Cron triggered rules are executed twice

rossko57 · September 13, 2019, 7:08pm

I think you should raise a Github issue for this, as it is repeatable. Need some expert advice on how/what to trace.

juelicher · September 13, 2019, 7:33pm

I would open an issue, but I am still not sure in which repository. The bug occurs only with Jython rules, but after a quick lock in the Jython library sources I am quite sure, that it is not in these sources.

Any advice would be appreciated!

5iver · September 13, 2019, 7:34pm

It would be an issue for openhab-core, but if you’ll wait, I’ll take a look. I have not been able to reproduce this. I am wrapping up some major releases and should be done by this weekend.

juelicher · September 13, 2019, 9:56pm

Thanks for your effort!

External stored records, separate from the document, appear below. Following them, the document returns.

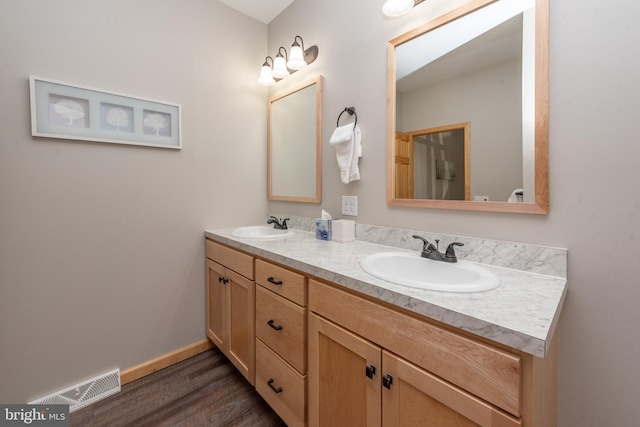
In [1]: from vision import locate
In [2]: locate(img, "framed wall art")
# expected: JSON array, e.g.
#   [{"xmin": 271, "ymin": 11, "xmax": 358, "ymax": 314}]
[{"xmin": 29, "ymin": 76, "xmax": 182, "ymax": 149}]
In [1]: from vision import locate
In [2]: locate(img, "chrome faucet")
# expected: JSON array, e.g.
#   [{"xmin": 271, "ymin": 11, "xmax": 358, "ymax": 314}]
[
  {"xmin": 267, "ymin": 216, "xmax": 289, "ymax": 230},
  {"xmin": 413, "ymin": 235, "xmax": 464, "ymax": 262}
]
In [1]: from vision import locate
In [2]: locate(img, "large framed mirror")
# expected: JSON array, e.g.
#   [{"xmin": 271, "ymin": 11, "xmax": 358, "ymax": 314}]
[
  {"xmin": 387, "ymin": 0, "xmax": 549, "ymax": 214},
  {"xmin": 267, "ymin": 76, "xmax": 322, "ymax": 203}
]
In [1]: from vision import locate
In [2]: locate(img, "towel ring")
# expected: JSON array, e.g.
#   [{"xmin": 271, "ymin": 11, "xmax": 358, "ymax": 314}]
[{"xmin": 336, "ymin": 107, "xmax": 358, "ymax": 129}]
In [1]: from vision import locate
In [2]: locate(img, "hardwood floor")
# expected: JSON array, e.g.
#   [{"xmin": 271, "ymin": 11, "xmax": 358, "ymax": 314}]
[{"xmin": 71, "ymin": 348, "xmax": 286, "ymax": 427}]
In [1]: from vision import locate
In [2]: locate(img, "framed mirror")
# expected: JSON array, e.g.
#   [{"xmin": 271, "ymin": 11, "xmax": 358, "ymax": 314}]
[
  {"xmin": 267, "ymin": 76, "xmax": 322, "ymax": 203},
  {"xmin": 387, "ymin": 0, "xmax": 549, "ymax": 214}
]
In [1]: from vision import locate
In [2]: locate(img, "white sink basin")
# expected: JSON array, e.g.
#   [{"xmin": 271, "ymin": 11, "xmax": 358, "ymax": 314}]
[
  {"xmin": 231, "ymin": 225, "xmax": 293, "ymax": 239},
  {"xmin": 360, "ymin": 252, "xmax": 500, "ymax": 292}
]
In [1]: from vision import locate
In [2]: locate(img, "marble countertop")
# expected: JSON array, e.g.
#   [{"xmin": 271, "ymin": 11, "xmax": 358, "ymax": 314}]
[{"xmin": 205, "ymin": 228, "xmax": 567, "ymax": 357}]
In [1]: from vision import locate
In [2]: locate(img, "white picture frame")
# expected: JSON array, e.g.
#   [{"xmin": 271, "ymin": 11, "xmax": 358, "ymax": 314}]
[{"xmin": 29, "ymin": 76, "xmax": 182, "ymax": 149}]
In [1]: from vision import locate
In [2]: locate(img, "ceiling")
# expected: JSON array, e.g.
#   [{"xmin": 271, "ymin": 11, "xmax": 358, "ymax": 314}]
[{"xmin": 218, "ymin": 0, "xmax": 294, "ymax": 24}]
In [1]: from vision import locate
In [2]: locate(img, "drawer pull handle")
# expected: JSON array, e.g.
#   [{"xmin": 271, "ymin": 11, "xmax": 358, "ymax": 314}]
[
  {"xmin": 267, "ymin": 319, "xmax": 282, "ymax": 331},
  {"xmin": 267, "ymin": 378, "xmax": 282, "ymax": 394},
  {"xmin": 382, "ymin": 374, "xmax": 393, "ymax": 389},
  {"xmin": 365, "ymin": 365, "xmax": 376, "ymax": 379}
]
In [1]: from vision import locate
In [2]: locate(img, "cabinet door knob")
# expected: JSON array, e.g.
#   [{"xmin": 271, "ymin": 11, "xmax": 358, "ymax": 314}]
[
  {"xmin": 365, "ymin": 365, "xmax": 376, "ymax": 379},
  {"xmin": 382, "ymin": 374, "xmax": 393, "ymax": 389},
  {"xmin": 267, "ymin": 319, "xmax": 282, "ymax": 331},
  {"xmin": 267, "ymin": 277, "xmax": 282, "ymax": 286},
  {"xmin": 267, "ymin": 378, "xmax": 282, "ymax": 394}
]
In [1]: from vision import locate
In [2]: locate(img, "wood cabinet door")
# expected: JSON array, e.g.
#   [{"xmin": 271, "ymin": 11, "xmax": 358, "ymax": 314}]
[
  {"xmin": 205, "ymin": 259, "xmax": 228, "ymax": 354},
  {"xmin": 308, "ymin": 313, "xmax": 381, "ymax": 427},
  {"xmin": 381, "ymin": 350, "xmax": 521, "ymax": 427},
  {"xmin": 394, "ymin": 132, "xmax": 414, "ymax": 199},
  {"xmin": 226, "ymin": 269, "xmax": 256, "ymax": 385}
]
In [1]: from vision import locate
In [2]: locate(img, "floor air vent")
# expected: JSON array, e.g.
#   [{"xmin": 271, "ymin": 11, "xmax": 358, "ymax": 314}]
[{"xmin": 29, "ymin": 369, "xmax": 120, "ymax": 412}]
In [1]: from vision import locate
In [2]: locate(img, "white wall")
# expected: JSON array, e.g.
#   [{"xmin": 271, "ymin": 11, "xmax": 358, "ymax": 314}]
[
  {"xmin": 0, "ymin": 0, "xmax": 267, "ymax": 403},
  {"xmin": 269, "ymin": 0, "xmax": 640, "ymax": 427}
]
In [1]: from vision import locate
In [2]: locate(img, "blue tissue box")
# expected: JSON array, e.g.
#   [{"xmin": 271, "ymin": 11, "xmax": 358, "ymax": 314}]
[{"xmin": 316, "ymin": 218, "xmax": 332, "ymax": 240}]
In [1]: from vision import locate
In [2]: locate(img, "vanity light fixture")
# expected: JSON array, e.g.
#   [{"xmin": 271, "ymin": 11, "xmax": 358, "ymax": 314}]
[
  {"xmin": 382, "ymin": 0, "xmax": 424, "ymax": 18},
  {"xmin": 258, "ymin": 56, "xmax": 276, "ymax": 86},
  {"xmin": 258, "ymin": 36, "xmax": 318, "ymax": 86},
  {"xmin": 287, "ymin": 36, "xmax": 310, "ymax": 71},
  {"xmin": 273, "ymin": 46, "xmax": 289, "ymax": 79}
]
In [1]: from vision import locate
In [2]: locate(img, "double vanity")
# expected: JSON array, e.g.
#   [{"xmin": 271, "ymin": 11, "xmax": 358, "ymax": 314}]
[{"xmin": 205, "ymin": 224, "xmax": 566, "ymax": 427}]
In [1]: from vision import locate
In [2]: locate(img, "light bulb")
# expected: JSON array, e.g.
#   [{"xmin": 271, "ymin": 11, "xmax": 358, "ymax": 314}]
[{"xmin": 287, "ymin": 42, "xmax": 307, "ymax": 70}]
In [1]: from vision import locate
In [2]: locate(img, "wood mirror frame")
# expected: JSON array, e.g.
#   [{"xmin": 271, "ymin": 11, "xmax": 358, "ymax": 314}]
[
  {"xmin": 267, "ymin": 76, "xmax": 322, "ymax": 203},
  {"xmin": 386, "ymin": 0, "xmax": 549, "ymax": 214}
]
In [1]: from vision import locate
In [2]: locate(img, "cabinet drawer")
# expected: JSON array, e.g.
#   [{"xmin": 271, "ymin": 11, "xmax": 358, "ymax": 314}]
[
  {"xmin": 309, "ymin": 280, "xmax": 522, "ymax": 416},
  {"xmin": 206, "ymin": 239, "xmax": 254, "ymax": 280},
  {"xmin": 256, "ymin": 286, "xmax": 307, "ymax": 374},
  {"xmin": 256, "ymin": 339, "xmax": 307, "ymax": 427},
  {"xmin": 256, "ymin": 259, "xmax": 307, "ymax": 306}
]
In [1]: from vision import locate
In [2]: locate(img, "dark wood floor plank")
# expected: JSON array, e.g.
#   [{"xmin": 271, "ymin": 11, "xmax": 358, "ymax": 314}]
[{"xmin": 71, "ymin": 348, "xmax": 285, "ymax": 427}]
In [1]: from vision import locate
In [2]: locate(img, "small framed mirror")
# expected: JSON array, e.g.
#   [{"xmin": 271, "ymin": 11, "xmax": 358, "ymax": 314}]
[
  {"xmin": 268, "ymin": 76, "xmax": 322, "ymax": 203},
  {"xmin": 387, "ymin": 0, "xmax": 549, "ymax": 214}
]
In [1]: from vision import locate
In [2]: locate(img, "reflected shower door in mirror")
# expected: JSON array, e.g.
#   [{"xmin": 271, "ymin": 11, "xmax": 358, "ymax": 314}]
[
  {"xmin": 267, "ymin": 76, "xmax": 322, "ymax": 203},
  {"xmin": 394, "ymin": 123, "xmax": 470, "ymax": 200},
  {"xmin": 387, "ymin": 0, "xmax": 548, "ymax": 214}
]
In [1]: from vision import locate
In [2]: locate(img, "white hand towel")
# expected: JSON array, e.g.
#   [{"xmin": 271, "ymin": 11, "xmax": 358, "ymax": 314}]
[
  {"xmin": 329, "ymin": 124, "xmax": 362, "ymax": 184},
  {"xmin": 349, "ymin": 125, "xmax": 362, "ymax": 182}
]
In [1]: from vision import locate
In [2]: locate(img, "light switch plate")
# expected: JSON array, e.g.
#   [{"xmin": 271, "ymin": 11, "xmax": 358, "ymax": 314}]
[{"xmin": 342, "ymin": 196, "xmax": 358, "ymax": 216}]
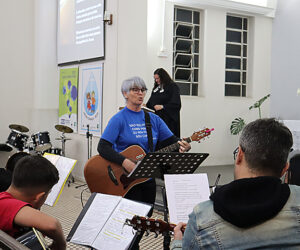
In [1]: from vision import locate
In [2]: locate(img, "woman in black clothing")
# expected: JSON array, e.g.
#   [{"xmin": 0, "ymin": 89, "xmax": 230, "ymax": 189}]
[{"xmin": 146, "ymin": 68, "xmax": 181, "ymax": 138}]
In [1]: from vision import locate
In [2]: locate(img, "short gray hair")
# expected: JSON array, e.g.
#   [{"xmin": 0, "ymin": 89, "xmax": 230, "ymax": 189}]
[
  {"xmin": 121, "ymin": 76, "xmax": 147, "ymax": 94},
  {"xmin": 240, "ymin": 118, "xmax": 293, "ymax": 177}
]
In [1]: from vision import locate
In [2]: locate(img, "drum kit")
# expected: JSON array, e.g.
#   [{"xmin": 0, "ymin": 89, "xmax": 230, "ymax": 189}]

If you need further details please let me know, especially because not all of my cron triggers are showing this behavior.

As a workaround I have written a small function, that checks the time since the rule was triggered last, so that is nor very pressing for me.

Andrew_Rowe · September 14, 2019, 3:41am

Thanks Scott for all you contribute!

hilbrand · September 14, 2019, 8:32am

DSL uses quartz, jython uses new rule engine Cron trigger. Based on your examples it looks like the step part in the Cron expression could have a problem. Because all the ones with the step have the problem, the other not. I did some tests and from that it looks the calculation of the Cron expression is correct. Also for the steps. This seems also logical given the behavior. Because how it works is. When a Cron task is finished the next iteration is scheduled. It does this by calculating in how many seconds to schedule the next call. For some reason either this calculation goes wrong and it’s scheduled to early or the scheduler itself does something wrong. So because of this the task is run to earlier. But then it calculates the next task and that will be the time it should have actually run. Which results in the task run twice. The core schedule part doesn’t contain much logging options, so this doesn’t give us any options there. It could be the number of threads available for the scheduler is to low in this case. But this is just a wild guess. So one option might be to increase the number of threads. I don’t know out of my head where to configure this, but it might be worth a try. I’ll also will have a second look at the scheduler code itself, to see if I can find anything suspicious.

5iver · September 14, 2019, 3:02pm

Is there a possibility that your system clock is being updated? What hardware are you using?

juelicher · September 14, 2019, 4:42pm

I am using a PC Engines APU4 Board with the AMD GX-412TC CPU and Debian 10, with all updates installed. The system has been rebootet several times after I first noticed the bug

The system time is synced via a ntp server. I thought about that, but it seems very unlikly, that this causes the same step of several seconds every day at the same time.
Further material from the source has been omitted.